The invention discloses a neural implicit vision SLAM (
Simultaneous Localization and Mapping) method based on dynamic
perception. The method aims at solving the core technical problems that an existing visual SLAM method is insufficient in robustness, poor in
global consistency, large in calculation overhead and the like in challenging environments such as dynamic scenes, weak texture areas and violent illumination changes. According to the method, the feature
processing capability of
deep learning, efficient dynamic object
perception, advanced neural implicit mapping and a
global optimization mechanism are integrated, so that more accurate camera
pose estimation and higher-quality static environment map construction are realized. In the tracking module, a six-step
workflow based on
mask guidance is adopted, dynamic objects are filtered from the source, frame-level pre-screening is carried out, and the robustness and the calculation efficiency of the
system are remarkably improved.
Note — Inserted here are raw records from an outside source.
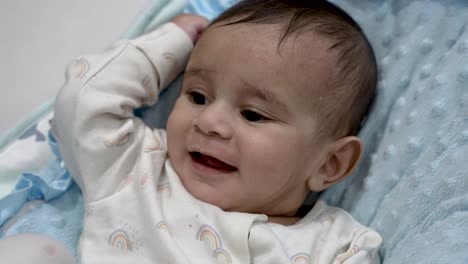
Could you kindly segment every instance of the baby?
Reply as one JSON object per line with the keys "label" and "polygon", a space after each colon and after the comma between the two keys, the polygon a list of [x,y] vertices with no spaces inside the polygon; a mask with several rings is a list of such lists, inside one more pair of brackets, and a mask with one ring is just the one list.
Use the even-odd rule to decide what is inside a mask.
{"label": "baby", "polygon": [[[69,68],[54,134],[85,200],[79,261],[379,263],[377,232],[320,200],[301,210],[362,152],[377,73],[359,26],[299,0],[207,25],[179,16]],[[167,131],[133,115],[184,69]]]}

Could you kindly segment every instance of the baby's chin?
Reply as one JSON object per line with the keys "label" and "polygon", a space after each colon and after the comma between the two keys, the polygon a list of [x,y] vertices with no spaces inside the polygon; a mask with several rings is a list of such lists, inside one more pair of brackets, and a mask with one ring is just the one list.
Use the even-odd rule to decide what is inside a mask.
{"label": "baby's chin", "polygon": [[230,194],[221,188],[216,188],[190,175],[179,173],[178,175],[185,190],[187,190],[193,198],[219,207],[224,211],[245,212],[245,210],[234,206],[233,201],[235,198],[230,197]]}
{"label": "baby's chin", "polygon": [[[280,211],[275,211],[275,210],[272,210],[272,211],[259,210],[258,208],[256,209],[256,208],[251,207],[252,204],[254,203],[253,201],[250,201],[248,204],[242,204],[242,202],[236,202],[236,199],[237,199],[236,197],[231,197],[228,192],[220,191],[219,189],[213,186],[210,186],[208,184],[205,184],[205,183],[193,184],[190,181],[184,180],[183,177],[181,177],[181,182],[182,182],[182,185],[187,190],[187,192],[190,193],[190,195],[192,195],[195,199],[202,201],[204,203],[216,206],[225,212],[262,214],[262,215],[272,216],[275,219],[292,218],[292,217],[296,218],[295,214],[297,210],[288,211],[288,212],[280,212]],[[277,223],[281,223],[281,222],[277,222]],[[289,223],[289,224],[292,224],[292,223]]]}
{"label": "baby's chin", "polygon": [[186,178],[183,175],[179,177],[184,188],[195,199],[211,205],[215,205],[223,210],[229,208],[227,205],[229,198],[228,196],[223,195],[224,193],[221,190],[216,189],[215,187],[203,181],[198,181],[193,178]]}
{"label": "baby's chin", "polygon": [[[294,210],[280,210],[277,204],[265,204],[252,199],[242,200],[245,195],[242,194],[242,186],[233,180],[236,178],[235,175],[228,174],[226,176],[222,174],[226,177],[224,180],[214,180],[213,178],[197,175],[192,169],[192,164],[187,160],[185,163],[180,162],[180,160],[171,159],[169,154],[169,162],[179,177],[182,186],[193,198],[214,205],[223,211],[273,216],[291,216],[297,211],[296,207],[294,207],[296,208]],[[254,206],[255,204],[257,206]],[[288,206],[288,209],[291,209],[290,207]]]}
In a dynamic local mapping module, a pixel-
level fusion method based on transmission probability and inverse variance weight is innovatively adopted, texture blurring and
geometric distortion at the boundary of a plurality of sub-maps are effectively inhibited, and the visual quality of a
global map is improved. Besides, by introducing a loop candidate frame reordering strategy based on
pose uncertainty weighting in loop detection, visual similarity and geometric credibility can be combined, the
false detection rate is effectively reduced, and
global consistency and long-term precision of the map are ensured.